EX-5.1 8 dex51.htm OPINION OF THE YOCCA LAW FIRM LLP Opinion of The Yocca Law Firm LLP

EXHIBIT 5.1

[LETTERHEAD OF THE YOCCA LAW FIRM LLP]

July 7, 2006

Microsemi Corporation

2381 Morse Avenue

Irvine, CA 92614

Attention: David R. Sonksen

 

  Re: Post-Effective Amendment No. 2 to Form S-4 on Form S-8 Registration Statement: Registration No. 333-130655; Microsemi Corporation Common Stock, par value $.20 per share

Ladies and Gentlemen:

At your request, we have examined the Post-Effective Amendment No. 2 to Form S-4 on Form S-8 Registration Statement, Registration No. 333-130655 (as amended, the ”Registration Statement”) being filed by Microsemi Corporation, a Delaware corporation (the “Company”) with the Securities and Exchange Commission under the Securities Act of 1933, as amended, to register 568,363 shares, subject to anti-dilution adjustments, of the Company’s Common Stock, par value of $.20 per share (the ”Common Stock”). Said shares of Common Stock may be issued pursuant to the exercise of options assumed by the Company and originally granted under the 1995 Stock Option Plan of Advanced Power Technology, Inc. and the 2005 Equity Incentive Plan of Advanced Power Technology, Inc. (together, the “Plans”). Unless specifically defined herein or the context requires otherwise, capitalized terms used herein shall have the meanings ascribed to them in the Registration Statement.

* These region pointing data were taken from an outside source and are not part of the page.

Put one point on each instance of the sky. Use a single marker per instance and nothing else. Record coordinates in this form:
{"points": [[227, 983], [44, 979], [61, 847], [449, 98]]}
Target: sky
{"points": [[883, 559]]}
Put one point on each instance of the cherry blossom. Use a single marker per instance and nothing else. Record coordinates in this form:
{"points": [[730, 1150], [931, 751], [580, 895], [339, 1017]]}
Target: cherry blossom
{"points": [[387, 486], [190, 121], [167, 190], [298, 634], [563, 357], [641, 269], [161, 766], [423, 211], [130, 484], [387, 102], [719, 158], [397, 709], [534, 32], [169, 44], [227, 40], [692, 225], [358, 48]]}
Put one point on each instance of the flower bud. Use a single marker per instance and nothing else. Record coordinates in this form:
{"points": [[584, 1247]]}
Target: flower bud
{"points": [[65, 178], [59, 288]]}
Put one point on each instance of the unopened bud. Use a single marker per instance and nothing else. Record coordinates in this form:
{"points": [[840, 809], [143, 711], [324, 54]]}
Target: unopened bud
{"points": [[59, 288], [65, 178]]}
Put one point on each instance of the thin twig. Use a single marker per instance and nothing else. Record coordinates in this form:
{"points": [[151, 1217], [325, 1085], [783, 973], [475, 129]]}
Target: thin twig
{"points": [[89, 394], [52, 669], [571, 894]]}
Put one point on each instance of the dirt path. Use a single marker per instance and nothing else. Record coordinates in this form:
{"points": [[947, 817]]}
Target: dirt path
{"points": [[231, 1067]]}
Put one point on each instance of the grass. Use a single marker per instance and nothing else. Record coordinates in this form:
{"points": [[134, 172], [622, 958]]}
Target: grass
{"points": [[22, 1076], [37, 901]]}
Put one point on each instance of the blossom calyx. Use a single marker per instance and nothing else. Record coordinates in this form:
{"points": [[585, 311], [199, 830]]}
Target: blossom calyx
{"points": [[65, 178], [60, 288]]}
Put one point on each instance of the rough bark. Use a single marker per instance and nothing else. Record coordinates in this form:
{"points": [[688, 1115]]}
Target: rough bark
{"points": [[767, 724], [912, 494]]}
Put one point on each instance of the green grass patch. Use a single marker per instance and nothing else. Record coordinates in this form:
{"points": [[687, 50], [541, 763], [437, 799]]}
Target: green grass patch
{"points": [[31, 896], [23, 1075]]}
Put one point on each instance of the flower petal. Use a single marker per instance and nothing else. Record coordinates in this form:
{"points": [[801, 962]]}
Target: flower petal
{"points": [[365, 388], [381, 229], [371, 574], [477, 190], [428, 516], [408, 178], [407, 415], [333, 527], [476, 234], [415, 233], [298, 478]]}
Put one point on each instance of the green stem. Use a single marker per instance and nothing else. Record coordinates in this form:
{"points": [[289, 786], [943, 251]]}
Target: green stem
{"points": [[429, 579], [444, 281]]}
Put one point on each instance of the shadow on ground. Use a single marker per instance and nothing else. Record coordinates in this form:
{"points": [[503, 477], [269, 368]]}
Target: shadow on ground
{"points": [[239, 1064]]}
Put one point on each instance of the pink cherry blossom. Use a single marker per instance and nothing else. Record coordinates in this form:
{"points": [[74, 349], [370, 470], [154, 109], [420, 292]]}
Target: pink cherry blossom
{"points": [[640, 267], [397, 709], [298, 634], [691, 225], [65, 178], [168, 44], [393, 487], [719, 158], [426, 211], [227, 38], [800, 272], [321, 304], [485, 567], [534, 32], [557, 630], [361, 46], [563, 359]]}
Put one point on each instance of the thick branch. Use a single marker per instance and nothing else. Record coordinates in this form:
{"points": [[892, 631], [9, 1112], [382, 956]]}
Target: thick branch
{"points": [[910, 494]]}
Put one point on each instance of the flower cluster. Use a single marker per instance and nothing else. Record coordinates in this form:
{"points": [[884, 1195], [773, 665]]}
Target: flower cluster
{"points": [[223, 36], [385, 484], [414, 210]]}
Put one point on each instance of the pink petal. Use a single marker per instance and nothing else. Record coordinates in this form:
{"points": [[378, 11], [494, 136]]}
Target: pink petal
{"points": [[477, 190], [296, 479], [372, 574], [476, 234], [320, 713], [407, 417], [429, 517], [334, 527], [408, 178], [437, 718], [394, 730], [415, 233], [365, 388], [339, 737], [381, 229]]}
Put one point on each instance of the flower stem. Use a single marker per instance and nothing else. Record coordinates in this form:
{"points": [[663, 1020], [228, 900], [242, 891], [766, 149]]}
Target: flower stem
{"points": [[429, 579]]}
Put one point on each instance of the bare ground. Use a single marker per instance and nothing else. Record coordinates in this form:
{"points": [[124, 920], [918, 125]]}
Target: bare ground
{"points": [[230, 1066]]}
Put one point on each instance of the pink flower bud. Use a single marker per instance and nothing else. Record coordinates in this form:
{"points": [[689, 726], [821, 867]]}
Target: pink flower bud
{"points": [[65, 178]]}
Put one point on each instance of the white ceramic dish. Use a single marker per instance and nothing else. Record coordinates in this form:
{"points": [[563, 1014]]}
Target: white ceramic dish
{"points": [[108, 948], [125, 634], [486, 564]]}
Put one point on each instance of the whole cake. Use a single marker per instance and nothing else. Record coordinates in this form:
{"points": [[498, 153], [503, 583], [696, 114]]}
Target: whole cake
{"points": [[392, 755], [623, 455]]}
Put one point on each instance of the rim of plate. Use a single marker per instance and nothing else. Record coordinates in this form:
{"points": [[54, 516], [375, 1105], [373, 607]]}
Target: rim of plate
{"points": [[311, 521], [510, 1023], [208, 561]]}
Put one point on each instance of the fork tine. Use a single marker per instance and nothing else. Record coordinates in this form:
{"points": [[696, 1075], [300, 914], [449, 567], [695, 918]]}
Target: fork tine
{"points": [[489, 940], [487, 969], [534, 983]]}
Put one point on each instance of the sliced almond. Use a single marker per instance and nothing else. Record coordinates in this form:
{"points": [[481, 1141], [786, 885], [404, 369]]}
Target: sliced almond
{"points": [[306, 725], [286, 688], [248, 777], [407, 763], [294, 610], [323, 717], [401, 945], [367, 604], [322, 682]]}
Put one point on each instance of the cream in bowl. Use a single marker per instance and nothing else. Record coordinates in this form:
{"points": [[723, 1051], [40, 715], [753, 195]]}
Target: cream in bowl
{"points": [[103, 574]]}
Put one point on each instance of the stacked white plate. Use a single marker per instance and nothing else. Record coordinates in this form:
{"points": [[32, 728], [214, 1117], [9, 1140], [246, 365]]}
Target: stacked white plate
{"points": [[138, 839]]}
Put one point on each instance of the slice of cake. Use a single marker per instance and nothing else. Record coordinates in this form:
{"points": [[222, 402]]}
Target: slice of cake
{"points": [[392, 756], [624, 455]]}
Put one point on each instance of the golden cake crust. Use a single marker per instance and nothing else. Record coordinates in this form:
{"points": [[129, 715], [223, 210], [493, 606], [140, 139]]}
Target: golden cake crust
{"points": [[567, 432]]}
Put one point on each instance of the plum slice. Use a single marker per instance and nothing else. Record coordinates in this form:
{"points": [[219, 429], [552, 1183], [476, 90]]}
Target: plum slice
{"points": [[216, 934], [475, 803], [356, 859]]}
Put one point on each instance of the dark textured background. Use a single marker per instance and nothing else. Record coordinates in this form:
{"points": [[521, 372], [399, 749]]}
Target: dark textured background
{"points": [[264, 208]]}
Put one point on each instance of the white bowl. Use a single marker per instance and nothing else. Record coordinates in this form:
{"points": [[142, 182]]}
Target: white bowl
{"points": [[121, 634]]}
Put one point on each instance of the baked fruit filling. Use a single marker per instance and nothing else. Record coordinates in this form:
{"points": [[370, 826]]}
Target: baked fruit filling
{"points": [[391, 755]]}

In our capacity as your counsel in connection with this transaction, we have examined the proceedings taken and are familiar with the proceedings proposed to be taken by you in connection with the authorization, issuance and sale of the Common Stock.

In such examination, we have assumed the authenticity of all documents submitted to us as originals, the conformity with originals of all documents submitted to us as copies and the genuineness of all signatures. We have also assumed the legal capacity of all natural persons and that, with respect to all parties to agreements or instruments relevant hereto other than the Company, such parties had the requisite power and authority to execute, deliver and perform such agreements or instruments, that such agreements or instruments have been duly authorized by all requisite action and have been executed and delivered by such parties and that such agreements or instruments are the valid, binding and enforceable obligations of such parties.

Based upon the foregoing and assuming the compliance with applicable state securities laws and the additional proceedings to be taken by the Company as referred to above, we are of the opinion that the Common Stock has been duly authorized, and when issued upon payment therefor in the manner provided in the Plans, the Common Stock will be validly issued, fully paid and nonassessable.

Our opinions herein are limited to the effect on the subject transaction of United States Federal law and the General Corporation Law of the State of Delaware, including relevant provisions of the Delaware Constitution and Delaware judicial decisions. We assume no responsibility regarding the applicability thereto, or the effect thereon, of the laws of any other jurisdiction.

We consent to your filing this opinion as an exhibit to the Registration Statement.